Many a rant has been written on the horror of imprecision that is touchscreen gaming. Said imprecision is so annoying that researchers used Flappy Bird, a notoriously hard “casual” game to develop a computer input theory to explain the trouble.
The group of researchers from Aalto University in Finland gathered volunteer gamers and asked them to tap away. Some users were given physical keys, others used touchscreen. The results showed a marked difference in timing.
Professor Antti Oulasvirta, one of the study authors said, “We can finally explain why games that require accurate timing are annoyingly hard on touchscreens.” The three major factors involve our basic physical limitations, predictability, and processing time.
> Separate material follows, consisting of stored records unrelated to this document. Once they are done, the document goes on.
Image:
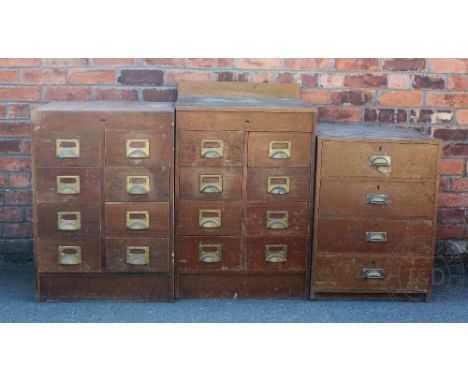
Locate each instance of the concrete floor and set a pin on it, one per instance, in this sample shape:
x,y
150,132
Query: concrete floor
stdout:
x,y
449,304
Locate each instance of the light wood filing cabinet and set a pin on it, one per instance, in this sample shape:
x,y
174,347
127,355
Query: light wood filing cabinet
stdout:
x,y
244,168
375,212
103,200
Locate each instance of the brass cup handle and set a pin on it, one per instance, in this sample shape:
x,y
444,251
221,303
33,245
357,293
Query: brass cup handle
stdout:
x,y
69,255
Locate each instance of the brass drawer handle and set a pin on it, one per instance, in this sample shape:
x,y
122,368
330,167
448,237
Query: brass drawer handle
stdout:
x,y
69,221
67,148
376,237
280,150
210,253
276,253
137,255
377,199
69,254
380,160
137,148
211,148
211,183
209,218
277,219
68,185
372,273
278,185
137,220
138,185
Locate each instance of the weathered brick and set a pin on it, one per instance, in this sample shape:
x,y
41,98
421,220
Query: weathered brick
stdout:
x,y
428,82
400,98
366,81
449,65
356,64
404,64
352,97
159,94
20,93
306,63
328,114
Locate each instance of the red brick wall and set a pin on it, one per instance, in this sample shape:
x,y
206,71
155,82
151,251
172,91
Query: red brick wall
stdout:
x,y
429,95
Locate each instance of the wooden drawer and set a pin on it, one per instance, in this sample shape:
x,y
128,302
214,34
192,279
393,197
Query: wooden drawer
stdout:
x,y
217,183
68,219
138,149
68,255
137,255
347,197
378,273
278,185
375,236
125,184
211,148
277,253
136,219
353,158
67,148
280,149
210,218
279,219
67,185
197,253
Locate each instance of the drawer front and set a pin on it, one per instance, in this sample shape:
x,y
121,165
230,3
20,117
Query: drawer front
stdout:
x,y
68,255
138,149
209,218
68,219
211,148
210,183
376,236
67,148
280,149
344,197
197,253
137,219
279,219
379,273
277,253
278,185
137,255
380,160
128,184
67,185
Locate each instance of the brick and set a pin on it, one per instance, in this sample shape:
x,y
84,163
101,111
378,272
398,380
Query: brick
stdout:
x,y
356,64
7,76
352,97
328,114
449,65
366,81
209,62
67,93
428,82
159,94
451,166
10,62
167,62
259,63
306,63
20,93
92,77
115,94
447,100
404,64
173,78
400,98
320,97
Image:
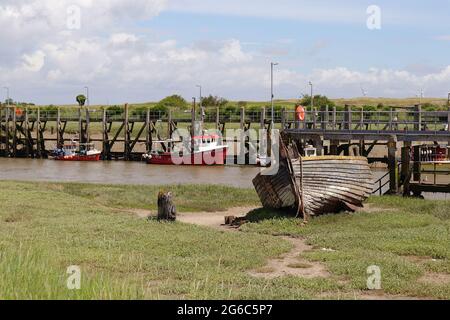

First, people using a touchscreen can’t keep their finger hovering indefinitely at a constant distance from the screen. Even the slightest tremor or breath alters the distance between the finger and the screen, which therefore changes the time required to react to on-screen stimuli. By comparison, when using a keyboard or button, a player’s finger generally rests on the button. There is no variability in contact related to the distance from finger to activator (screen or button).
Next, the predictability issue arises after a player has tapped the touchscreen and is wondering if the game will react. The human neural system has a hard time predicting if the input event (tap or touch) registered in-game. Software detects and reacts to the touchscreen, but we don’t know instinctively how long that reaction will take. We can’t sense it, so it’s not predictable.
Last, after the input has been registered, the game still needs time to process it. That time varies based on a host of factors (when you want to throw your phone at the wall because some background process is making everything run slowly is the most extreme and rare case).
This research implies that making touch events more predictable will improve gamer’s performance, and therefore make a game or any touchscreen program seem less annoying. If the event is registered when the finger has reached the maximum surface contact area, people can improve their timing. What this means is designers may have to take a really close look at how devices or apps respond to touch and make some adjustments for feedback or response.
But this isn’t much of a surprise. Most gamers have already accepted what this research just proved: touchscreens today will never be as accurate for what we could describe as basic gaming inputs (press X to open that door) as physical keys. The problem with the variability of finger travel distance, an unpredictability that will make a given game harder on a touchscreen than on console or PC, won’t be solved until players can rest their fingers on a touchscreen during gameplay.
Of course, timing-based games will remain huge draws on touchscreen platforms. A game’s challenge is often part of its appeal, and this will likely continue even now that its been made clear you need hands as steady as a surgeon to beat some games. As well as our desire to challenge ourselves, this by no means applies to all touchscreen games, some of which require no timing whatsoever.
In any case, this research should serve game designers well. According to the experiment with Flappy Bird, “the model could predict how often gamers die,” so at least designers can put an accurate number on their brutality.
The paper on the subject titled “Modeling Error Rates in Temporal Pointing” will be presented at the CHI (pronounced Kai) 2016 conference, taking place May 7 -12 in Silicon Valley.